Les prix immobiliers ont bondi de plus de 11 % aux États-Unis d’une année sur l’autre. C’est ce que révèle l’Indice national Case-Shiller pour le mois de février. Il s’agit de la plus forte inflation annuelle depuis 2006, l’année du pic de la bulle immobilière américaine. Et certains se demandent pourquoi le Bitcoin s’apprécie aussi vite ?

Les trois piliers de l’inflation

Il y a trois grands mécanismes derrière l’inflation. Le premier est intrinsèque à l’argent-dette (monnaie fiat) et sa logique de taux d’intérêt.

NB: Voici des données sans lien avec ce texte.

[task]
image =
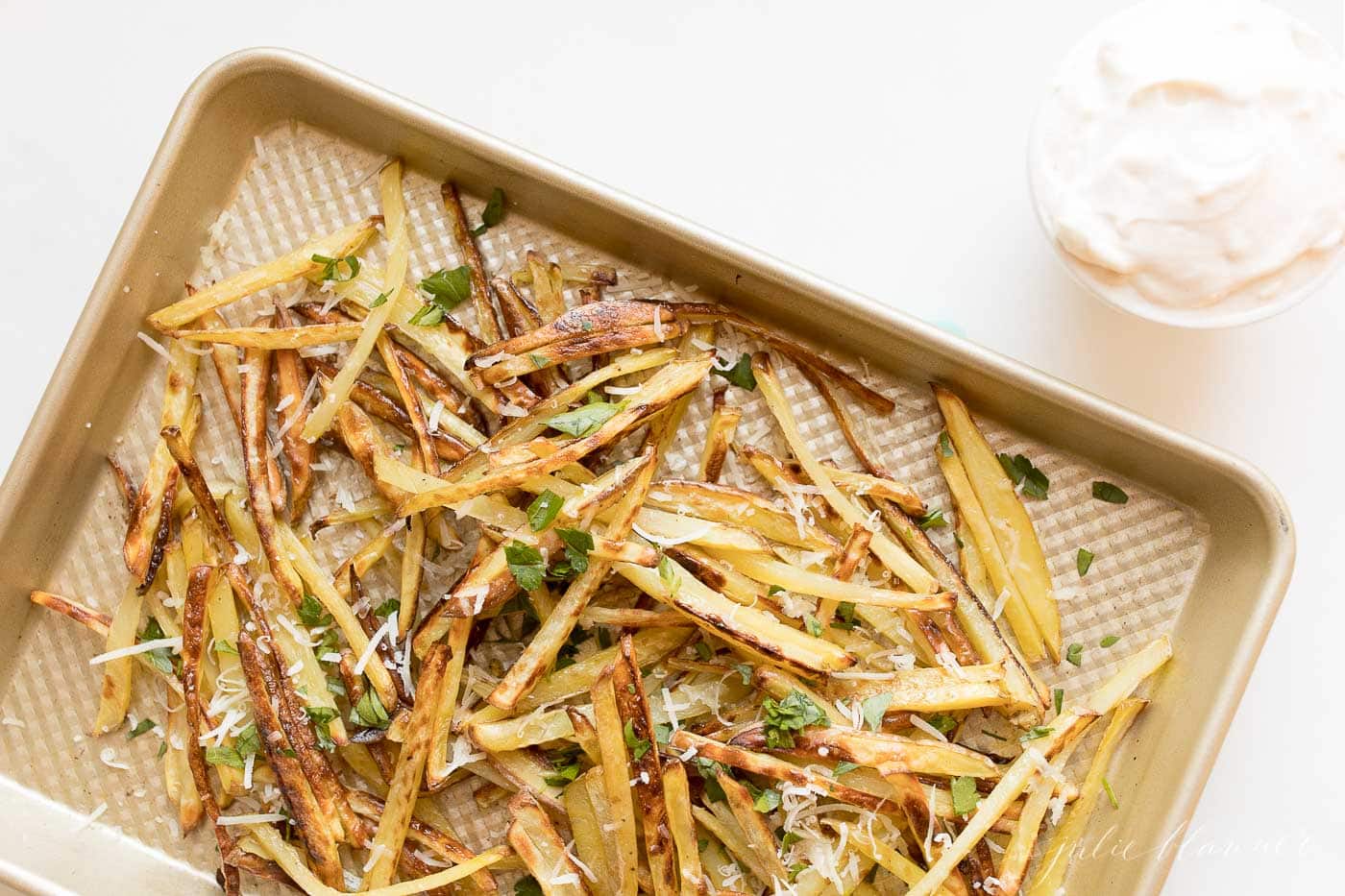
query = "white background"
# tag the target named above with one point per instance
(880, 145)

Il faut constamment endetter davantage – c’est-à-dire plus longtemps – chaque nouvelle génération afin que les anciennes puissent trouver assez d’argent en circulation dans l’économie pour rembourser leur dette ET les intérêts.

Alors que nos grands-parents s’endettaient sur 11 ans, les nouvelles générations sont désormais obligées d’hypothéquer leur liberté sur 25 ans pour faire perdurer le système. C’est une fuite en avant sous forme de bulle immobilière sur laquelle repose toute l’économie. En effet, près de 70 % de l’argent en circulation provient à l’origine d’un prêt immobilier !

Le système d’usure peut fonctionner tant qu’il est facile d’extraire de l’énergie et des matières premières. Après tout, l’argent n’est que l’avatar des flux physiques dont dépend l’économie. L’engrenage infernal (exponentiel) des taux d’intérêt peut s’épanouir tant qu’il n’est pas contrarié par des limites énergétiques ou de matières premières. Dit autrement, le ratio dette/PIB peut rester sous contrôle.

Les limites (physiques) de la croissance

L’argent n’est que le reflet de richesses réelles. Injecter trop d’argent par rapport à la création de richesses se traduit par de l’inflation. C’est inéluctable lorsque la réalité physique n’arrive plus à suivre l’allure du Ponzi. Cette réalité physique est le deuxième pilier de l’inflation.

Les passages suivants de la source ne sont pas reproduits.